Something deeply unsettling is happening inside the Lesotho Electricity Company. Three of the company’s top engineers are suspended, and sources insist the administration wants all of them gone on what look like flimsy and politically motivated charges. If that is true, then the board of directors is dragging the country into a crisis they do not appear to understand.
LEC is not an ordinary state entity where political appointees can bluff their way through decisions. It is an engineering company. It runs on technical knowledge, lived experience and competence that cannot be replaced by slogans about reform or quick staff reshuffles. Removing engineers who carry decades of specialised skills is not only short sighted. It is negligence that borders on self sabotage.
An engineering company behaving like a political playground
If these suspensions are an attempt to purge people rather than solve problems, then the board is showing that it does not appreciate what actually keeps the lights on. The people now being pushed aside are the same ones who understand which feeders fail in winter, which substations need constant balancing, which transformers misbehave after storms and which regional power partners respond fastest during emergencies. Not everything in a utility is written in neat policy documents. Much of it lives in the heads of the engineers who have held LEC together under difficult conditions.
Treating such people as disposable is the clearest sign of incompetence at governance level.
Institutional memory is walking out the door
Corporate governance principles emphasise the value of institutional memory. When long serving technical staff leave, the company loses more than workers. It loses intelligence accumulated over years. It loses insights that guide planning, troubleshooting and crisis response. It loses consistency in decision making.
New recruits may arrive with fresh qualifications, but they will not have the instinctive understanding of LEC’s grid that comes from living through faults, cable theft, transformer failures, wet season overloads or emergency imports from Eskom and EDM. That kind of understanding cannot be replaced quickly. Sometimes it takes years to build and sometimes it never returns once lost.

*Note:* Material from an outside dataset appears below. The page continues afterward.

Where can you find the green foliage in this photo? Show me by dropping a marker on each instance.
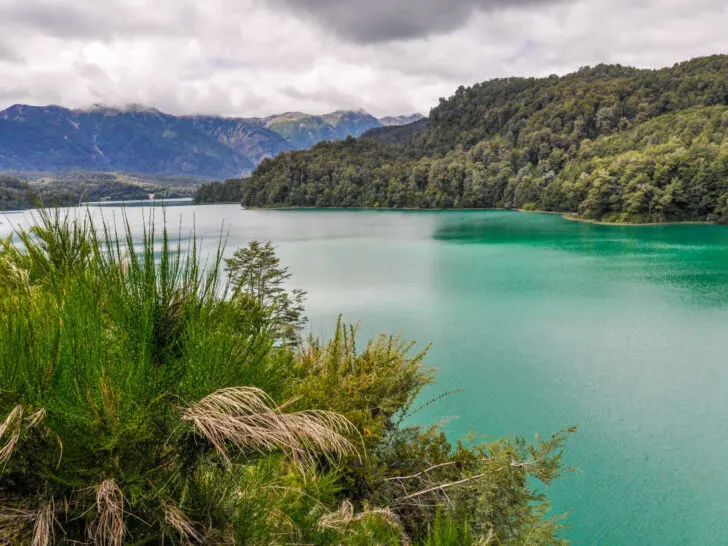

Relationships with Eskom and EDM will suffer
The public often forgets that LEC does not operate alone. The utility relies heavily on its relationships with Eskom in South Africa and Mozambique’s EDM. These relationships depend on trust and familiarity. They depend on knowing who picks up the phone, who can speak confidently about system stability and who has the authority to negotiate emergency supply or grid adjustments.
When senior engineers who hold these relationships are removed suddenly, it raises questions. It makes foreign partners wonder whether LEC is stable or whether it has been captured by internal politics. LEC has already been criticised for questionable procurement decisions and weak oversight. This is not the time to send another signal of instability.
What this means for Basotho
Electricity is not a political game. It is felt in homes, in businesses, in clinics and in farms. When engineers are fired on weak grounds, the risk of system instability rises. Outages last longer. Repairs take more time. Businesses lose stock. Pumps stop working. Emergency calls take longer to resolve.
A responsible board would understand this. A responsible minister would step in before the situation spirals into full crisis.
What should happen now
The board should stop this reckless path and commission an independent technical review. The engineers facing suspension deserve due process. Their knowledge should be protected rather than purged. External partners like Eskom and EDM should be reassured, in clear and honest terms, that LEC remains guided by expertise and not by factional motives.
If this does not happen, then the country must prepare for a darker and more expensive future. An electricity utility does not survive long when competence is sacrificed for politics. And Basotho will carry the cost for decisions made by people who refuse to listen to those who actually understand the system.